Mr Green could have been warned off. Mr Galley could have been sent to the gulag of work and pensions and spared the boys from Bindmans another civil libertarian speech. It was decided instead that a senior Tory should be clobbered. This was no mere "police matter". In the language of other societies, the government set the cops on an opposition politician. If Ms Smith truly knew nothing about any of it she should shred her files, tender her resignation, and go home. But stay off the phone.

I am not the most staunch defender of that big private club by the Thames. The British Parliament has failed too often to fulfil its elementary functions - Iraq, yet again - to justify the self-serving romance. But when the tiny demilitarised zone between executive and legislature is crossed, we have a significant problem.

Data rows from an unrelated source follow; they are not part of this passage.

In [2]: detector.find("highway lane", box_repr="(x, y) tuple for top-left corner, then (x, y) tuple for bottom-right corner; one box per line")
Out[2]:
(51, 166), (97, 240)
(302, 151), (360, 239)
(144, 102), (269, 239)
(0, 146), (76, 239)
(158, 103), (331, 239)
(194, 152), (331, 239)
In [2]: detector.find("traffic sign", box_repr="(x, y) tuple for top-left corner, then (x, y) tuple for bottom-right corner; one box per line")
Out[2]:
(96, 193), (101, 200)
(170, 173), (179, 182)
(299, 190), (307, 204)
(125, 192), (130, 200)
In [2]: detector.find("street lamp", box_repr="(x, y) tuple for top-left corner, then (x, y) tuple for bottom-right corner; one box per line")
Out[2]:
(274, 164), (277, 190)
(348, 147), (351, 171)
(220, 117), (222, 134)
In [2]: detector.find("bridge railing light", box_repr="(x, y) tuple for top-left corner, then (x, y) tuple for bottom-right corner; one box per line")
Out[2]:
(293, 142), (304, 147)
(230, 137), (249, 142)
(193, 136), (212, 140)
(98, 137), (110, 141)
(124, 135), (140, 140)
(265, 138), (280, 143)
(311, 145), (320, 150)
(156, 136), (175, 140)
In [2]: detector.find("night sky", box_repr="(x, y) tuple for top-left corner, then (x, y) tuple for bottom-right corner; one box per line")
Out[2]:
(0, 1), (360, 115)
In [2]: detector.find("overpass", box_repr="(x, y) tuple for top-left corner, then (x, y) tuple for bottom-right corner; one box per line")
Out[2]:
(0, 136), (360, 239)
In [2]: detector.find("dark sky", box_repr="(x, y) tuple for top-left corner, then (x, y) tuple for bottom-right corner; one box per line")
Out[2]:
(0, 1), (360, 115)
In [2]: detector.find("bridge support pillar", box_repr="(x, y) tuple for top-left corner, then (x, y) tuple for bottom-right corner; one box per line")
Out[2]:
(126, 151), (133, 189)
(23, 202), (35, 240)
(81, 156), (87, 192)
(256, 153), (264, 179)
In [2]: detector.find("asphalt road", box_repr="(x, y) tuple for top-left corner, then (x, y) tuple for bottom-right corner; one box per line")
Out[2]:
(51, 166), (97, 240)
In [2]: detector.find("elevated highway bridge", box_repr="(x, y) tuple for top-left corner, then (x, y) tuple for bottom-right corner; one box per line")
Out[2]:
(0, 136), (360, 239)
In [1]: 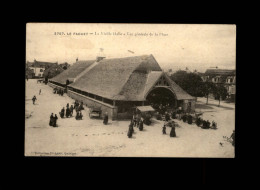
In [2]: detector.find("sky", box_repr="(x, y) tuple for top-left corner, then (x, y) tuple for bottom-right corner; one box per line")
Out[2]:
(26, 23), (236, 72)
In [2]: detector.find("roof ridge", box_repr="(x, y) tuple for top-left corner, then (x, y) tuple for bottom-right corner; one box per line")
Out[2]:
(113, 60), (148, 98)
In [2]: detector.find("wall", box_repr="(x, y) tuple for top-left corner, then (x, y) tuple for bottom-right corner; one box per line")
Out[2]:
(67, 90), (117, 120)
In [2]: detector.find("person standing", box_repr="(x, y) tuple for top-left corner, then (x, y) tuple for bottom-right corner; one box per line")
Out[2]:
(133, 113), (137, 127)
(32, 95), (37, 104)
(127, 121), (134, 138)
(103, 112), (108, 125)
(165, 111), (170, 121)
(75, 111), (79, 120)
(66, 107), (70, 118)
(49, 113), (54, 126)
(170, 125), (176, 137)
(138, 119), (144, 131)
(60, 107), (65, 118)
(70, 105), (73, 117)
(53, 114), (58, 127)
(79, 111), (83, 120)
(162, 124), (166, 135)
(230, 130), (235, 146)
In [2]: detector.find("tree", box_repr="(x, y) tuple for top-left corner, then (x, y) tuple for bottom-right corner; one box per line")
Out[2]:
(213, 84), (228, 106)
(171, 71), (204, 97)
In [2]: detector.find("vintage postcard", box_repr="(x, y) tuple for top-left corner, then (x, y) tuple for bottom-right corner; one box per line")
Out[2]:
(24, 23), (236, 158)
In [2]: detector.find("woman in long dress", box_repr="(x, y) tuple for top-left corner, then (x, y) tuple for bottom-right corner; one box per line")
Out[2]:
(170, 124), (176, 137)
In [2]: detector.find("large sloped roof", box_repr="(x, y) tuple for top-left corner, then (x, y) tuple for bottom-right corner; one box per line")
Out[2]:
(205, 69), (235, 75)
(70, 55), (162, 100)
(69, 55), (194, 101)
(164, 75), (195, 100)
(51, 60), (95, 84)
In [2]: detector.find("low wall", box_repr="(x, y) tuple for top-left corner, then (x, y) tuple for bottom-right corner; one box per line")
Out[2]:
(67, 90), (117, 120)
(48, 82), (65, 90)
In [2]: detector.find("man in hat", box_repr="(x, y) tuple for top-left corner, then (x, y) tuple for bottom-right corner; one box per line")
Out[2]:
(53, 114), (58, 127)
(230, 130), (235, 146)
(211, 121), (217, 129)
(196, 117), (201, 127)
(170, 124), (176, 137)
(75, 111), (79, 120)
(79, 111), (83, 120)
(32, 95), (37, 104)
(49, 113), (54, 126)
(162, 123), (166, 135)
(103, 112), (108, 125)
(66, 107), (70, 118)
(133, 113), (137, 127)
(60, 107), (65, 118)
(187, 114), (192, 125)
(165, 111), (171, 121)
(127, 121), (134, 138)
(70, 105), (73, 117)
(138, 119), (144, 131)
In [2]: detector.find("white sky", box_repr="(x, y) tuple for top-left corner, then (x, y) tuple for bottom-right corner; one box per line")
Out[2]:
(26, 23), (236, 72)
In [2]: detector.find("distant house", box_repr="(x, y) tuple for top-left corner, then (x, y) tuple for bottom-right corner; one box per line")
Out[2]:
(25, 67), (34, 79)
(201, 68), (236, 101)
(26, 60), (58, 78)
(43, 64), (64, 79)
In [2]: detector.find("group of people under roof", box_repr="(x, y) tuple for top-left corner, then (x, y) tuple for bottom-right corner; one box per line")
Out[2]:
(60, 100), (84, 120)
(156, 108), (217, 129)
(127, 112), (144, 138)
(127, 109), (177, 138)
(53, 88), (64, 96)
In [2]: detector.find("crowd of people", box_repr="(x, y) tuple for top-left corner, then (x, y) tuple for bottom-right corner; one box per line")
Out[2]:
(60, 100), (84, 120)
(53, 88), (64, 96)
(195, 117), (217, 129)
(162, 120), (177, 137)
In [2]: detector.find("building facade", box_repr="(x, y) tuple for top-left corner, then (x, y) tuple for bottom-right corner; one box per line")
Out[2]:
(49, 55), (195, 120)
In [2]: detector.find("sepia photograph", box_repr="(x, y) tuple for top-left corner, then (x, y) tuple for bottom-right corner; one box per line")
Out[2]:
(24, 23), (236, 158)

Legal arguments over the Iraq Cabinet minutes and Mr Green's ferreting seem to have coincided. Freelance journalists are being strip-searched, currently, because the government has got itself caught bugging its own MPs. The Home Office is implacable in its demented pursuit of information-harvesting. And we, some of us, are paranoid if we think aloud about any of this?

Ian Johnston, Chief Constable of the British Transport Police, will no doubt put all our minds to rest, or to decent somnolence, soon enough. No blame will attach to Ms Smith, or to Downing Street, or to any ambition on the part of anyone who wishes to become the next chief cop at the Met.

Meanwhile, the absurdity we call a constitution will depend still on a few seventeenth-century notions and quaint practices. The Queen will deliver her speech today, for herself and her government, and the Speaker of the Commons will burble something solemn. Ancient, dignified, and wholly inadequate.